“Come on Ndut. Lo bercanda kan?” Begitulah reaksi dari Bagas saat aku meneleponnya untuk memberitahukan bahwa aku baru saja mengundurkan diri dari perusahaan tambang emas dan tembaga terbesar di Indonesia yang beroperasi di Papua.
“Gue serius kok Gas dengan keputusan gue,” jawabku kalem sambil menyeruput hot caramel macchiato dari dalam tumbler ukuran tall milikku.
“So could you please explain why the hell you abruptly downgrade your career: from multinational gold mining company to a local engineering local company in Bandung?” tanya Bagas dengan nada nyinyir khas miliknya.
“Life is not always about chasing pots of gold Gas,” tanggapku kalem sambil memindahkan ponselku yang ketumpelkan di kuping kiriku ke kuping kananku.
“If it’s not about chasing pots of gold so what is it about then? Chasing a soul mate?” Bagas makin nyinyir.
Aku hanya tersenyum sebagai tanggapan walaupun percuma Bagas yang kini tengah berada di Gorontalo sana tidak bisa melihat senyum penuh kegetiran itu.
“Jangan bilang lo pindah ke Bandung karena lo masih penasaran sama Cerulean!” tembak Bagas.
Aku hanya terdiam mendengar nama Cerulean disebut. Ia adalah sahabat satu lingkaran pertemanan kami sejak sama-sama kuliah di jurusan teknik sipil di institut yang bertetanggaan dengan kebun binatang Bandung.
Walaupun sama-sama lulusan teknik sipil, kami bertiga menempuh jalur karir yang berbeda.
Bagas yang nggak sopan lulus duluan di antara kami bertiga, kini mendapatkan penempatan di Gorontalo oleh bank BUMN tempatnya mengikuti program ODP (Officer Development Program). Aku yang lulus di periode wisuda berikutnya langsung cabcus ke Papua karena lulus seleksi GDP (Graduate development Program) di perusahaan tambang emas dan tembaga yang beroperasi disana. Sedangkan Cerulian yang lulusnya paling akhir di antara kami memutuskan untuk stay di Bandung, meneruskan usaha kedai kopi yang telah menjadi warisan turun-temurun dari keluarga ayahnya.
Kedai kopi yang terletak di Dago Atas itulah yang merupakan tempat bermulanya pertemanan kami bertiga. Disana kami biasa menghabiskan waktu baik untuk sekedar nongkrong-nongkrong maupun berjibaku mengerjakan tugas dan laporan praktikum yang seabrek-abrek banyaknya. Di kedai kopi itulah aku jatuh cinta dengan Cerulean yang suatu kali menjadi barista yang membuatkanku secangkir chocolate espresso latte lengkap dengan latte art berbentuk kepala singa, karakter hewan favoritku, di atasnya.
“Halo Ndut! Ndut! Lo masih hidup kan disana?” ucap Bagas yang kesal akibat adanya dead air di percakapan telepon kami.
“Iya Gas masih.”
“Ndut, sebagai teman Cerulean memang orang yang super baik dan menyenangkan tapi bagaimanapun juga dia itu playboy yang gonta-ganti pacar cem gonta-ganti sempak. Dan lo tahu benar akan hal itu kan?”
“Yeah maybe he’s just still looking for his heart’s lonely missing piece Gas makanya dia labil gonta-ganti pacar gitu,” aku coba membela Cerulian walaupun apa yang dikatakan Bagas memang benar adanya.

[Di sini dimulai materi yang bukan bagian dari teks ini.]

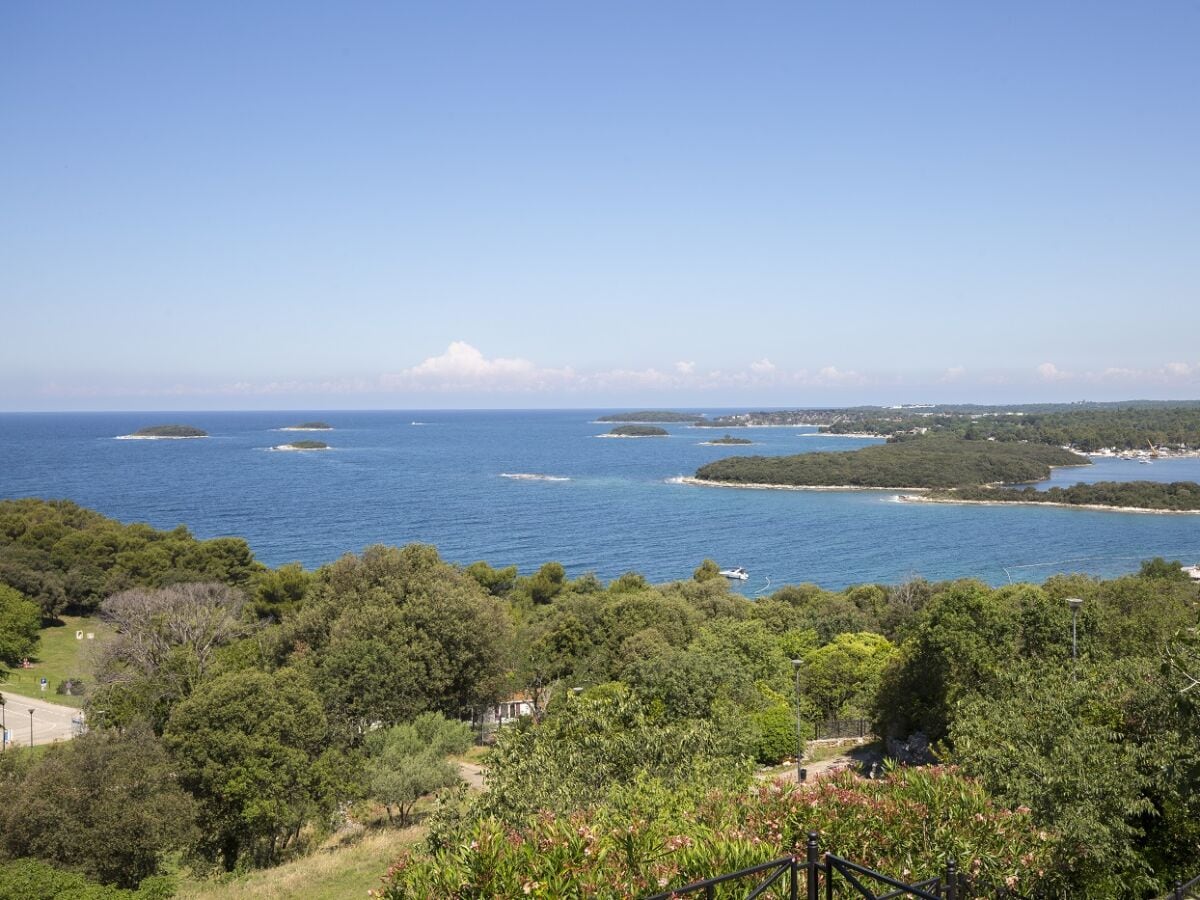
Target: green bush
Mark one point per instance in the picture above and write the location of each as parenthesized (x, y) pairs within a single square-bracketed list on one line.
[(648, 838), (33, 880)]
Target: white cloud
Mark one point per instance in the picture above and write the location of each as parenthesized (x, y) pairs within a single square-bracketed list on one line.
[(1050, 372)]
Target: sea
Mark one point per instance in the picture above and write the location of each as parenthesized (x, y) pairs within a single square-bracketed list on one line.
[(521, 487)]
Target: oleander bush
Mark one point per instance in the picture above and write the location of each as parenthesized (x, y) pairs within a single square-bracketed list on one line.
[(646, 838)]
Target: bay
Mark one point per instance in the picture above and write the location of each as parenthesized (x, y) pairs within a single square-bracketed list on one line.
[(444, 478)]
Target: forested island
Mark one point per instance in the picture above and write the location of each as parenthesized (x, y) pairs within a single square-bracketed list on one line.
[(652, 415), (727, 439), (925, 462), (169, 431), (1150, 427), (1147, 496), (304, 445), (636, 431), (241, 718)]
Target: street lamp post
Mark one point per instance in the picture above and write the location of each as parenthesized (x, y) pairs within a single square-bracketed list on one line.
[(799, 731), (1074, 603)]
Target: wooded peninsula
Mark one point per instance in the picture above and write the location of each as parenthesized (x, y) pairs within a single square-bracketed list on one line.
[(1155, 496), (925, 462)]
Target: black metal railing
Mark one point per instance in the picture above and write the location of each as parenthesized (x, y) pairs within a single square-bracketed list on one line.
[(819, 875)]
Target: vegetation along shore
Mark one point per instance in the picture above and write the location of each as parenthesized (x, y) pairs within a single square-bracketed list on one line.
[(244, 718)]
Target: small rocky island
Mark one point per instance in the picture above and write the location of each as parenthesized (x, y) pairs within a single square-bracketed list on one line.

Sebenarnya dulu aku sengaja menerima tawaran bekerja di Tembagapura, Papua untuk pergi sejauh-jauhnya dari Cerulean yang hobi banget gonta-ganti pacar. Aku yang terlalu konvenional harus memaksakan berpuas diri tetap berada di dalam lingkaran pertemanan kami karena aku terlalu takut menyampaikan perasaanku padanya.
Aku berharap jarak dan waktu bisa memudarkan apa yang kurasa pada Cerulian.. Ternyata aku salah. Beberapa minggu yang lalu, sore di Tembagapura sedang cerah-cerahnya. Langit biru tak berawan menaungi kota dengan curah hujan tertinggi di Indonesia itu. Aku sangat cinta birunya langit. Sama seperti rasa cintaku pada Cerulean yang kebetulan secara etymology bermakna semburat biru yang menyerupai warna langit.
AKu menarik mengambil nafas cukup dalam dan menghembuskannya pelan-pelan sebelum akhirnya melanjutkan, “Gas, I just want to be as close as possible to him. I still wait for the moment he will proclaim ‘Eureka’ for finding me as the lonely missing piece he looks for.”